The era of cheap natural gas is over, giving way to a period of more expensive energy that should create a ripple effect on the global economy. Natural gas, used to generate electricity and heat homes, was plentiful and cheap over the past decade, leading to an expansion of supply from the United States to Australia.
This year the scenario was reversed, as demand far exceeded supply. Gas tariffs in Europe broke records last week, while liquid fuel deliveries in Asia neared historic highs for this time of year.
With few options, world markets must rely on a less polluting gas to replace coal to help achieve short-term green goals. But as producers limit investment in new supplies under pressure from climate-conscious investors and governments, it’s clear that expensive energy is here to stay.
“No matter how you look at it, gas will be a transitional fuel for decades to come as the largest economies commit to meeting their carbon emissions targets,” said Chris Weifer, CEO of Macro-Advisory. “Gas prices remain high in the medium term and rise in the long term”.
According to the International Energy Agency, by 2024, demand is expected to grow by 7% from pre-Covid-19 levels. Furthermore, the appetite for liquefied natural gas is expected to grow by 3.4% annually through 2035, surpassing other fossil fuels, according to a Analysis The McKinsey & Company
As natural gas prices rise, factories will become more expensive to supply or petrochemicals to produce, impacting every corner of the global economy and fueling fears of inflation. For consumers, the cost will be reflected in monthly energy and gas bills. Using a washing machine, taking a hot shower, or preparing dinner will be more expensive. This is particularly bad news for poor countries such as Pakistan and Bangladesh, which have reformed energy policies on the premise that fuel prices will remain low for a long time.
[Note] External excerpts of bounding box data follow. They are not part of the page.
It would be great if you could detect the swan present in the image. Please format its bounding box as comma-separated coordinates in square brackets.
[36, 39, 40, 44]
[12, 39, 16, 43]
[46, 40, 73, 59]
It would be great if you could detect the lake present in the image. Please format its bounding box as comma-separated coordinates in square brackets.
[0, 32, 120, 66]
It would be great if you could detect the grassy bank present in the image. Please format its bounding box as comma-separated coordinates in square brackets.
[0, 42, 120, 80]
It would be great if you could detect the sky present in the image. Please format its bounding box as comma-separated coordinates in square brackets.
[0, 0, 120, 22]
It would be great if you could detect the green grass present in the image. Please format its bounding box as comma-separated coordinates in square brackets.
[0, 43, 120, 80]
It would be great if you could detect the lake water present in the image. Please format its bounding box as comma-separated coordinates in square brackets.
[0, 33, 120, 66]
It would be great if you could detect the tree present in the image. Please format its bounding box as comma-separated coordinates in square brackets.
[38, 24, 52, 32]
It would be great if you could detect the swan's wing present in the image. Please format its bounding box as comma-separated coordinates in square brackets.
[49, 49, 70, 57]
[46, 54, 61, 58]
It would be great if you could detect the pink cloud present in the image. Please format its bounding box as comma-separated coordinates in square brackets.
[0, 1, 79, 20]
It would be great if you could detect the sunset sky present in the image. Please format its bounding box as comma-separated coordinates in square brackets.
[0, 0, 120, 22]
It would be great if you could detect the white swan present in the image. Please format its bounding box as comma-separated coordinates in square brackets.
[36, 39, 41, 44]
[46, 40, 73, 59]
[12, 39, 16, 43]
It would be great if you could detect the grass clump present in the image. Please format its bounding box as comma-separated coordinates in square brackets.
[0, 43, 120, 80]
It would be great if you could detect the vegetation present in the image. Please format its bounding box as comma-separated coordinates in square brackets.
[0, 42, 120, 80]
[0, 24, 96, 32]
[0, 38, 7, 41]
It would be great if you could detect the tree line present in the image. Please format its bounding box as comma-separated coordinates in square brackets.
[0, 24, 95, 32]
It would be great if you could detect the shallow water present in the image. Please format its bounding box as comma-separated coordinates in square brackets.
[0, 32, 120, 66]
Natural gas rates in Europe have risen more than 1,000% from their lowest level in May 2020 due to the pandemic, while LNG rates in Asia have risen six-fold in the past year. Even prices in the United States, where the shale gas revolution greatly boosted fuel production, rose to this year’s highest level in a decade.
While there are a number of temporary factors driving up gas prices, such as supply disruptions, global economic recovery and stagnation in new LNG export plants, there is a growing consensus that the world is facing structural change driven by the energy transition.